Thoughtful pet owners usually breathe a sigh of relief as the calendar year comes to an end. You’ve been diligent with your flea and tick treatments for most of the year and now, you can finally give your furry friend a break.
Unfortunately, that’s not the case anymore. Tick season is longer. Actually, it’s more accurate to say that there is no real tick season – care has to be given year-round. And veterinary clinics across Canada are changing their protocols because of it.
The extended season
When we think of climate change, images of shrinking ice, horrific storms, and flooding coastlines immediately come to mind. But these significant shifts can have more subtle ramifications. Warming temperatures allow ticks to thrive in places that they previously couldn’t or survive longer in the typical areas you would find them. Ticks generally need temperatures slightly above freezing to initiate “questing” (waiting for a host to pass by), with the ideal temperature ranging between 7 and 29 degrees Celsius. Forget the warmer months from Spring through Fall – a mild winter can allow dangerous tick populations to rebound quickly.
That means a significantly greater number of ticks throughout the year and understandably, an increased risk to your pet because ticks bring life-threatening diseases with them.
Vets to the rescue
The situation sounds ominous for those pet owners concerned with protecting their companion animals.

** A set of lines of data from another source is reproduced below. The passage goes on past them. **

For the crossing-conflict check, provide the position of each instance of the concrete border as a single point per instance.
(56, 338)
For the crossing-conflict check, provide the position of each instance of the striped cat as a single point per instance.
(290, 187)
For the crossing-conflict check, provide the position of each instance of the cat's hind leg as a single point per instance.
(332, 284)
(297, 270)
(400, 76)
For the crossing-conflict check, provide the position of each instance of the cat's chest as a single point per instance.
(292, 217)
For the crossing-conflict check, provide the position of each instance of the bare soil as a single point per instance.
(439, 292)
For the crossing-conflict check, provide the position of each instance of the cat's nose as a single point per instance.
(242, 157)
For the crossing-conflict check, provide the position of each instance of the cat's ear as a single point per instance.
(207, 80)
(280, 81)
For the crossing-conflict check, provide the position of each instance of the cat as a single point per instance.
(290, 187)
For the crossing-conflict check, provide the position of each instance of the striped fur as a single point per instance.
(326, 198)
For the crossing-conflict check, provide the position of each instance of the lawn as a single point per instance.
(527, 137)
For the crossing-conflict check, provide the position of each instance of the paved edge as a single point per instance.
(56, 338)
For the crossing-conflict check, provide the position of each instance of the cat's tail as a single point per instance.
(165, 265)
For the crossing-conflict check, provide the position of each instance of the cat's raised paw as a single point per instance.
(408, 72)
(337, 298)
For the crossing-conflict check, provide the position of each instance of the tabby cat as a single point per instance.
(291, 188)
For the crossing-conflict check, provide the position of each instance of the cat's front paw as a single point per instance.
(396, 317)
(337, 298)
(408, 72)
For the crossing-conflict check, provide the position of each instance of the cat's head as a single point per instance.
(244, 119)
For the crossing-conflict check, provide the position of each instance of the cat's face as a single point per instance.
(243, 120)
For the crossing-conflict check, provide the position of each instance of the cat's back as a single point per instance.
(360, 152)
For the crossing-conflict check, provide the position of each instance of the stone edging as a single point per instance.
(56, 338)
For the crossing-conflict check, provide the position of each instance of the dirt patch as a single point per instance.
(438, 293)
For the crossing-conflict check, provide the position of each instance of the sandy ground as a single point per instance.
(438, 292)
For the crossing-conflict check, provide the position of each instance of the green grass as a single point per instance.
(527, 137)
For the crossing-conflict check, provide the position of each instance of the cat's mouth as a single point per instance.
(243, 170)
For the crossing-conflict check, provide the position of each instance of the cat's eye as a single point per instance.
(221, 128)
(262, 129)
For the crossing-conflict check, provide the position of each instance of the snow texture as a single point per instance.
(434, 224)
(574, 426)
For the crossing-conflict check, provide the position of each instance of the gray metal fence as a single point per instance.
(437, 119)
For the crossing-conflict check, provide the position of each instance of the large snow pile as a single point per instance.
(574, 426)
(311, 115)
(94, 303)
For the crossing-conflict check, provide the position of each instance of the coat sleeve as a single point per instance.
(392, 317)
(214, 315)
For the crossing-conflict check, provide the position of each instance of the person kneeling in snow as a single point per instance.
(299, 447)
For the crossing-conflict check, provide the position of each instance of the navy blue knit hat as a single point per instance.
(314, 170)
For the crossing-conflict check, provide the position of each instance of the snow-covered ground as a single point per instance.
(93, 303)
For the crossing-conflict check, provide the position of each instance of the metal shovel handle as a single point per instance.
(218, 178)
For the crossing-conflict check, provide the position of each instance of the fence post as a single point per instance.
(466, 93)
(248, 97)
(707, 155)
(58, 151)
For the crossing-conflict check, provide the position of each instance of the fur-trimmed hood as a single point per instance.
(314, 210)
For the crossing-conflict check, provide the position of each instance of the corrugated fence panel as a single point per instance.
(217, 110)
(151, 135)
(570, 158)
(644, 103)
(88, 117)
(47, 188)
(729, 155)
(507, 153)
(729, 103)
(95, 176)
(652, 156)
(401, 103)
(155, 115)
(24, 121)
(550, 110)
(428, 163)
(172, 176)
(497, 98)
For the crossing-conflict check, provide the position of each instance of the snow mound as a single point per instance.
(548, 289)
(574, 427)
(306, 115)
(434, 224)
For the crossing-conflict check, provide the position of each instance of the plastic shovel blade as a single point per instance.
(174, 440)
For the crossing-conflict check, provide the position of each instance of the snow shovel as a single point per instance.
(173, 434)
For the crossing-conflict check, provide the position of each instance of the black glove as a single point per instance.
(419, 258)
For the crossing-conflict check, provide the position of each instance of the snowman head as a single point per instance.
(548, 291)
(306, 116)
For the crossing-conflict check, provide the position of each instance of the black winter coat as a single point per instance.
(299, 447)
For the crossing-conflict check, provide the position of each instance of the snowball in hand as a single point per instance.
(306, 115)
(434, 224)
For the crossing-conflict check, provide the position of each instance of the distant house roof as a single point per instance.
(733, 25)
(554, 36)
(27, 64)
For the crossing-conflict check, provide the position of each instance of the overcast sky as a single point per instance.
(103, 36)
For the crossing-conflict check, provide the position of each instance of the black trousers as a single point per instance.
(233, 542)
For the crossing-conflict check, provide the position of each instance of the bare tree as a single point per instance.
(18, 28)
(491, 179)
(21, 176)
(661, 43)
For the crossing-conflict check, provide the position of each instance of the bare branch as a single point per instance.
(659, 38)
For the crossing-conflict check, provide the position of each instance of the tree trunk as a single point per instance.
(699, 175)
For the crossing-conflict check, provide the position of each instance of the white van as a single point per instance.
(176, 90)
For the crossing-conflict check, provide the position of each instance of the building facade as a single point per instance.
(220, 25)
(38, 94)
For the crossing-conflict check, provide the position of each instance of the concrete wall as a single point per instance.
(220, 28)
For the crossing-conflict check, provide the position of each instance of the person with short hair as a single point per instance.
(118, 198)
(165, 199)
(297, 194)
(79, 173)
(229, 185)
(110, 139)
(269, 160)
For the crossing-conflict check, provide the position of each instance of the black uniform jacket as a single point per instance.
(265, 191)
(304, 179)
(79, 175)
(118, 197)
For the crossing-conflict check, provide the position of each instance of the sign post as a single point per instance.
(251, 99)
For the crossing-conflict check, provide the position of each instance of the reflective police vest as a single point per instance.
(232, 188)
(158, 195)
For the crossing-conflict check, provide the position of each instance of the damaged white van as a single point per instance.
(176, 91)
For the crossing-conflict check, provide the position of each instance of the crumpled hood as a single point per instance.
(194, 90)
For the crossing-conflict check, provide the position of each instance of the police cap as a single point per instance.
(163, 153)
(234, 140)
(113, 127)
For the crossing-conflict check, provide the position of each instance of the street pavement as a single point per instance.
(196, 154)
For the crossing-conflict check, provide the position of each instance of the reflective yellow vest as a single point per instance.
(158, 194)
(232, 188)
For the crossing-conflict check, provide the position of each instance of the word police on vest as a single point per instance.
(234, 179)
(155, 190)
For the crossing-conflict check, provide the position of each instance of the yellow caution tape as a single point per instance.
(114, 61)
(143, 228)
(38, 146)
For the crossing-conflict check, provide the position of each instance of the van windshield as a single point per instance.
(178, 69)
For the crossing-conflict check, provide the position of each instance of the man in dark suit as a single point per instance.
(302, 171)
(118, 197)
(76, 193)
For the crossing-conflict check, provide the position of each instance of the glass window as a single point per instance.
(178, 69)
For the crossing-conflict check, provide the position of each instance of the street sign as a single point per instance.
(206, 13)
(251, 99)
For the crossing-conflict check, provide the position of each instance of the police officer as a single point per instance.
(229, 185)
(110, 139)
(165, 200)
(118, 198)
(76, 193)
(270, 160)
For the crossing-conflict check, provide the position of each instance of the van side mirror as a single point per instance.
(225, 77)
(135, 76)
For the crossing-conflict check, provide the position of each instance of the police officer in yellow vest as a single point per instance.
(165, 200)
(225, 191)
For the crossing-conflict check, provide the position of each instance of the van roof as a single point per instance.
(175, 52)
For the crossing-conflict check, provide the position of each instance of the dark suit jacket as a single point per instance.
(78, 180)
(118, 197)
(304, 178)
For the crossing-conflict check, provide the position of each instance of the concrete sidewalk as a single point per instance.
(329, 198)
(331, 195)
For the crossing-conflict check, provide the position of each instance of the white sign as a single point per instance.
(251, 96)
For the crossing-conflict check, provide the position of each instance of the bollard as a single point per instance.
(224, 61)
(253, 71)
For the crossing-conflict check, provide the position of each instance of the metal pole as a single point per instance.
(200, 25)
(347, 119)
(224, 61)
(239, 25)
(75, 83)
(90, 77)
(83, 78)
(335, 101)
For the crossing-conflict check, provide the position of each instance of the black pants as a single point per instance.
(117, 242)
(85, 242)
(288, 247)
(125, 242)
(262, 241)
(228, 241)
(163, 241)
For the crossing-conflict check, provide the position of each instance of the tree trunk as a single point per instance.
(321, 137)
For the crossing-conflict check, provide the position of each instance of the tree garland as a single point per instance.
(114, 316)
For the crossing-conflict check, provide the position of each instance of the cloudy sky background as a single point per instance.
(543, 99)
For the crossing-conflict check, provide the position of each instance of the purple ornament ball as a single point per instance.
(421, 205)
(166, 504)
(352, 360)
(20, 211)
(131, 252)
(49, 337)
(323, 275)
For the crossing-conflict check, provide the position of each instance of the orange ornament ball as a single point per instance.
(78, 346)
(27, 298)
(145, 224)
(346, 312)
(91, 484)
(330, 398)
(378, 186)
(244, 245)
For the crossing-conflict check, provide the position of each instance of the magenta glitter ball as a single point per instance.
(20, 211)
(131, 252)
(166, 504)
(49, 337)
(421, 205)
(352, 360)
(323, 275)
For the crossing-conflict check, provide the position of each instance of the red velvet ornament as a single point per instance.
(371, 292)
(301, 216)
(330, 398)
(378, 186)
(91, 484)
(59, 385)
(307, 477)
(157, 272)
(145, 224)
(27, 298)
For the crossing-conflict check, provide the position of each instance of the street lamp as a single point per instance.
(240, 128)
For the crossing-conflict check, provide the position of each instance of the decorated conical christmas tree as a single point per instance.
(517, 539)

But there’s no need to worry as long as the proper steps are taken. Canadian clinics are on it. Our veterinarians understand the urgency of addressing this problem and have changed the way they handle the necessary care.

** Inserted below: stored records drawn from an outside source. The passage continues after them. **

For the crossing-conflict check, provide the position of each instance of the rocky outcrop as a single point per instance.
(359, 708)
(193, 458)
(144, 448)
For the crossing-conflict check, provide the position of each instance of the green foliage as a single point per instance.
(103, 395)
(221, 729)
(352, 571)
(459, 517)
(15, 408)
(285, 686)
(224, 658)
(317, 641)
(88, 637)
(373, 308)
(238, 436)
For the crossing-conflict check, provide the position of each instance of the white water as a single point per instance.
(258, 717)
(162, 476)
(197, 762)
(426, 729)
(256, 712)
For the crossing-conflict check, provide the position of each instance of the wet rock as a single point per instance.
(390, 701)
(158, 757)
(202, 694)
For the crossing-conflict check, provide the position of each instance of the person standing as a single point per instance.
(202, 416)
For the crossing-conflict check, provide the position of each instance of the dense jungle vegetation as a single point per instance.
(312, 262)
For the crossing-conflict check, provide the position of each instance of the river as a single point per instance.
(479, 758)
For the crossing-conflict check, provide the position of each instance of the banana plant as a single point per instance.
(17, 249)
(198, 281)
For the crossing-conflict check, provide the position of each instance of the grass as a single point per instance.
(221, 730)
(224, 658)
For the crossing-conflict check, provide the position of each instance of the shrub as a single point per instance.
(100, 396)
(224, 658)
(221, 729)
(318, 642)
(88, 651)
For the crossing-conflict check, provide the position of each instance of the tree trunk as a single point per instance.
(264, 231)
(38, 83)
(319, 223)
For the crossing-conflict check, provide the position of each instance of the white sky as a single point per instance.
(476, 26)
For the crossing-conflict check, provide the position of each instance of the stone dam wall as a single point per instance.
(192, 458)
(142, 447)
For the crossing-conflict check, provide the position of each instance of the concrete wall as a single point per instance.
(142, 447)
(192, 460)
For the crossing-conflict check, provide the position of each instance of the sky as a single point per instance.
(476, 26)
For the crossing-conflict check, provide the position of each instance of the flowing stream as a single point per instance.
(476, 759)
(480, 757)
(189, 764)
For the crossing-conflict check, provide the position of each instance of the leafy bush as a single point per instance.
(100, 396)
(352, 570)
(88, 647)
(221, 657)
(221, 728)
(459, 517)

Woodbine Animal Clinic in Toronto is among them. Here are some of the steps the clinic has taken to take on the increasing threat:
- Continuing to give patients tick/flea/heartworm preventative (Simparica TRIO) until the end of November
- Recommendation to continue the tick/flea preventative (Simparica) throughout the winter months, especially for higher-risk dogs who spend time in wooded areas
“The majority of ticks we removed from dogs at the clinic this year were in the winter months,” says Woodbine’s registered veterinary technician Elizabeth Wiebe. “None of the patients were on a tick preventative.”
Just to be safe
The new protocols are a useful tool in protecting our pets. But there are other ways to be vigilant in the face of this challenging new landscape.
1) Vaccinations – In some cases, clinics might recommend a vaccine against specific tick-borne diseases. They can add a layer of protection and help reduce the severity of any infection.
2) Tick proof your home – The more you can do in your own surroundings, the better off your pet will be. That means keeping the yard tidy, disposing of leaves, and doing a regular check on your pet, particularly after an outdoor adventure.
3) Education – Veterinary practices play an important role in tick prevention and any good pet owner will use the tools they have at their disposal. Your clinic can provide fantastic information on tick habitats, prevention methods, and the signs of diseases associated with ticks. Use them!
4) Team effort – Clinics collaborate with government and research institutions to monitor tick populations and point out high-risk areas that should be avoided. Ongoing surveillance is crucial to tackling the growing tick problem. And that information is accessible to the public.